A Public Rebuke From the Reese Family
A member of the Reese family is publicly challenging the company behind one of America’s most recognizable candy brands. Brad Reese, grandson of H. B. Reese, posted a letter on LinkedIn accusing The Hershey Company of cutting corners on the ingredients used in Reese’s Peanut Butter Cups. In his message, Reese alleged the company is “quietly replacing the very ingredients that built Reese’s trust in the first place,” suggesting the brand’s commitment to quality has eroded over time. Reese did not allege any safety violations. Instead, his criticism focused on what he characterizes as gradual changes to formulations and product variations that, in his view, stray from the original standards set by his grandfather. His comments reflect a deeper frustration about what happens when a family created product becomes a global corporate asset.
The Legacy Behind the Peanut Butter Cup
H. B. Reese founded the H. B. Reese Candy Company in the 1920s in Pennsylvania after previously working for Hershey. His peanut butter cups became a breakout success, building a loyal following that would eventually transform the brand into a national staple. In 1963, Hershey acquired the Reese business, bringing the candy under its corporate umbrella while continuing to expand its distribution and marketing reach. Today, Reese’s is one of Hershey’s flagship brands and a major driver of revenue, particularly during seasonal peaks such as Halloween, Easter, and Christmas. The peanut butter cup is not simply another product line. It is a foundational part of Hershey’s identity in the U.S. confectionery market.
Corporate Pressures and Ingredient Changes
Hershey has not publicly confirmed any sweeping overhaul of the classic peanut butter cup formula. However, like many major food manufacturers, the company has introduced multiple product extensions in recent years, including seasonal shapes and specialty versions that may use slightly different formulations. At the same time, global commodity markets have seen volatility in cocoa and sugar prices, increasing pressure on food companies to manage costs. Across the packaged goods industry, manufacturers have responded to rising input costs in various ways, including adjusting recipes, resizing portions, or introducing alternative ingredients. These changes are typically disclosed on product labels and comply with regulatory standards, but they can trigger backlash when consumers perceive a decline in quality or authenticity.
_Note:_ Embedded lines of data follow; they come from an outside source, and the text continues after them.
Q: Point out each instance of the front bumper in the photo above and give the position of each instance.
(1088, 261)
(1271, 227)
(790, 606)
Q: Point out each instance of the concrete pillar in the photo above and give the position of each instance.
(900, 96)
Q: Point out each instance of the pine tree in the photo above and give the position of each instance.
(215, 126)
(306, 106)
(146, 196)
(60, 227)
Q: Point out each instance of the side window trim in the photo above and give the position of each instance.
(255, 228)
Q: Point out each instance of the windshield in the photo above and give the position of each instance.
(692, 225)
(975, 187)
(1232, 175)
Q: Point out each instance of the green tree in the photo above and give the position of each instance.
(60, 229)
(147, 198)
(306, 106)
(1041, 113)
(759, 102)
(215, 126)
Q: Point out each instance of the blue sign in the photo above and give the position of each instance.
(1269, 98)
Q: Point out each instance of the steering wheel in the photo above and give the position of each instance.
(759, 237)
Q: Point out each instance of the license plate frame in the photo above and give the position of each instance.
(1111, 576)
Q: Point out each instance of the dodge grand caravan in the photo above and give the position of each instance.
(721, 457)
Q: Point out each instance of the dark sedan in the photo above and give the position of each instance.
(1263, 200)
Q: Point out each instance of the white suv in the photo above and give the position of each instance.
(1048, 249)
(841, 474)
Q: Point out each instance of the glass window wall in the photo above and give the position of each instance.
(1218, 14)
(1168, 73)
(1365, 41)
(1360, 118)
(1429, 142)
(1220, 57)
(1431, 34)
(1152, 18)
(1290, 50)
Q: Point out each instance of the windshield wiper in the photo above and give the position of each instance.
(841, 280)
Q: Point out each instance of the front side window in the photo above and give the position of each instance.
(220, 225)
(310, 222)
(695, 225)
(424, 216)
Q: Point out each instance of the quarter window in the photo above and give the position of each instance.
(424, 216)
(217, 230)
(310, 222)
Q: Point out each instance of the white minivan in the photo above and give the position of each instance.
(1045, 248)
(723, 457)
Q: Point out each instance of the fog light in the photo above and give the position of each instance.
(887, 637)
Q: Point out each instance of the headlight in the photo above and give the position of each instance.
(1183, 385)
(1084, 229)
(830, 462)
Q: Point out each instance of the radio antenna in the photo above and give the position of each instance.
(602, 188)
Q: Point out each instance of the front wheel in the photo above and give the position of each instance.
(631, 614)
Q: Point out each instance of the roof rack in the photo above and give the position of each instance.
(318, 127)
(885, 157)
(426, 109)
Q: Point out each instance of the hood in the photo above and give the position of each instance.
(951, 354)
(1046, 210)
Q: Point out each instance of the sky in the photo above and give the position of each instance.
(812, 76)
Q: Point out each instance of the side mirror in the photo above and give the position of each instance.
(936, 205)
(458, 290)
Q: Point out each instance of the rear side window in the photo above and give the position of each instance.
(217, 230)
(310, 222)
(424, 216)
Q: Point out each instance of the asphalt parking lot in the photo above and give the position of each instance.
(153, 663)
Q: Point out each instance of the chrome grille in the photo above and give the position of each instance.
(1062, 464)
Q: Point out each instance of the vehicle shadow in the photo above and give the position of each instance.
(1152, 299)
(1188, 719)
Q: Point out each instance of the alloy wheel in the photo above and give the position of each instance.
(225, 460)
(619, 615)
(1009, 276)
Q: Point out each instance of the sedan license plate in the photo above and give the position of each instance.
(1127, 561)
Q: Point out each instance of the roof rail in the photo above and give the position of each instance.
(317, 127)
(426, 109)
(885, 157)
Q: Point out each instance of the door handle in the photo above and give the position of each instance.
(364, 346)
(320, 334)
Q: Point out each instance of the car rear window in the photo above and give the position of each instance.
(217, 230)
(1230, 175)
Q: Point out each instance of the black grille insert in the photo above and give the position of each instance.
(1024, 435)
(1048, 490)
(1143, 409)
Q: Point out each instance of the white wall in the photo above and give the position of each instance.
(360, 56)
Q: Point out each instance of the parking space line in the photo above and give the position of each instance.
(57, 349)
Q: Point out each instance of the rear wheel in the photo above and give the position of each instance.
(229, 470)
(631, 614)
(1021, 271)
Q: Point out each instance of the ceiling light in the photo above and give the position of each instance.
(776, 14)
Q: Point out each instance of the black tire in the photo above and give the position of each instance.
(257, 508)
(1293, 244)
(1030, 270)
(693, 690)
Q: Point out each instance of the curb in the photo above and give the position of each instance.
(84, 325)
A Broader Debate Over Brand Integrity
The criticism from a Reese family descendant highlights a broader question facing legacy brands. When a product is rooted in nostalgia and family history, even subtle changes can feel like a betrayal to longtime fans. Consumer loyalty often depends on consistency, and heritage products carry emotional value that extends beyond taste alone. For Hershey, the challenge lies in balancing corporate growth expectations with brand heritage. As a publicly traded company, it must answer to shareholders while maintaining trust among customers who expect the same experience they have known for decades. Whether Brad Reese’s allegations materially affect sales or brand perception remains uncertain. What is clear is that the debate touches on a larger issue reshaping the food industry: how companies adapt to economic pressure without undermining the legacy that made their products iconic in the first place.